{AI-generated audio narration.}
A man’s pen is mightier than his word.
A man wrote a book, and for narrative convenience and to avoid the issue of his legal name already being taken by another man, he used a pseudonym.
He had typed and edited the round about fifty thousand words of the book himself.
In a fit of optimism so profound it bordered on pathological, he decided to publish it through a direct publishing service.
Then, a message from the publishing service appeared in his inbox, originating from a server farm somewhere in a damp corner of America. The message had the terse, impersonal tone of a customs official. It stated that his book suspiciously resembled something else, published somewhere else, by someone else. The man was instructed to provide “documentation.”
This was, of course, problematic, as one rarely keeps receipts for their own thoughts. The man dutifully responded, explaining the simple and undramatic truth: “I wrote this. It’s mine. I use a pseudonym, a pen name. There’s nobody else.” This type of straightforward, honest answer is precisely the sort of response that computer systems, in their infinite wisdom, are programmed to distrust immediately.

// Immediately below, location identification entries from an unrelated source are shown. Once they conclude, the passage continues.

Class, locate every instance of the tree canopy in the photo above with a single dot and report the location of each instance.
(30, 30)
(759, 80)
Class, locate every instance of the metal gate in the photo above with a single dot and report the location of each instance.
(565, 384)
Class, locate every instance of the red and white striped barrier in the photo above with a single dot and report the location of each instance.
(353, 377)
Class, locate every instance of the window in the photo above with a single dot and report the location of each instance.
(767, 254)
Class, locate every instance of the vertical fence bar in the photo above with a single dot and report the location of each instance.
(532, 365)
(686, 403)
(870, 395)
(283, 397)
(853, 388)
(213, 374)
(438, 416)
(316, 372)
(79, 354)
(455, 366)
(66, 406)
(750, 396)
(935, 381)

Predictably, the AI screening system of the publishing service rejected his explanation, replying with smug finality: “You have not provided documentation. Statements are not proof.”

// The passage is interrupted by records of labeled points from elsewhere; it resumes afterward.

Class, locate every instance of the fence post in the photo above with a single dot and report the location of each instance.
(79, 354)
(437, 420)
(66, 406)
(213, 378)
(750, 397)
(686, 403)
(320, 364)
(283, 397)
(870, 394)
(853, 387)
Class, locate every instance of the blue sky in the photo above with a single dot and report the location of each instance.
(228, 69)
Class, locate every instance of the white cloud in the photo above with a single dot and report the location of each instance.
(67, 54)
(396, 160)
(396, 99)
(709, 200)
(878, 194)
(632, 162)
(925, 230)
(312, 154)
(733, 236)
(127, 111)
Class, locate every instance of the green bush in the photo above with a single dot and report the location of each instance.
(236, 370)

The man sighed the sigh of someone who had just been asked to prove he existed. He signed his statement with a pen on paper, with a flourish that felt entirely absurd, photographed it with his phone, and emailed it.

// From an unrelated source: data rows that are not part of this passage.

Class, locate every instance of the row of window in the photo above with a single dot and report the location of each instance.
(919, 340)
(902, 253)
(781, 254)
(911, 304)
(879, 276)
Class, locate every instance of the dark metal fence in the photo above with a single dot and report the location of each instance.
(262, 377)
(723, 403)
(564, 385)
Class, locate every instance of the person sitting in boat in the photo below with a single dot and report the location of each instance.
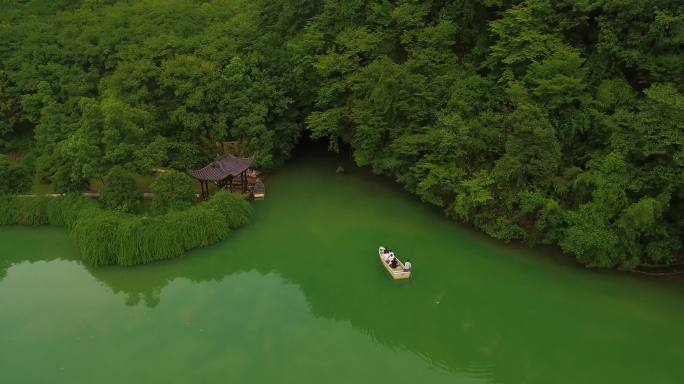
(407, 266)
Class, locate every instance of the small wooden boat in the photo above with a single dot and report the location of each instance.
(397, 273)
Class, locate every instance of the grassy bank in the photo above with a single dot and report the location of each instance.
(107, 237)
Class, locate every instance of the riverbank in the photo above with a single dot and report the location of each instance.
(300, 292)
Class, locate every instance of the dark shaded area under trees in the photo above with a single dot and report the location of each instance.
(552, 122)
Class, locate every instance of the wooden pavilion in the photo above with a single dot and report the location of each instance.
(228, 172)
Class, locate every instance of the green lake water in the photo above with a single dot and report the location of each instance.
(299, 296)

It was said that a rejection could do more than merely prevent the publication of a single book. It could lead to catastrophic consequences: freezing or even deleting the man’s entire account. Every previously published book would instantly vanish, leaving no digital trace of the invested hours, months, and years of creative labor. Even worse, the man might be forever banned from publishing with this service again, neither under his real name nor any conceivable pen name, a complete literary exile at the whim of an algorithm.
A new message arrived from the publisher, stating they required “additional time” to review the matter. This is a common phenomenon in bureaucratic systems, where time itself can be stretched and bent into strange, taffy-like forms, typically to delay the moment someone must admit they have no idea what’s actually happening.
Finally, the grand resolution arrived. After another day presumably filled with intense computational contemplation, the AI system announced its verdict. Now, the issue was that the document failed to explain the match and relationship with another previously published book.
The man stared at the message. He was now confronted with a mysterious match and relationship to a book he’d never heard of and a connection that didn’t exist.
Once again, the man scribbled his signature on paper with his pen, invoking the principle “A Man’s Pen Is Mightier Than his Word” to attain the authority of sacred text. Thus, the publishing service finally approved his book.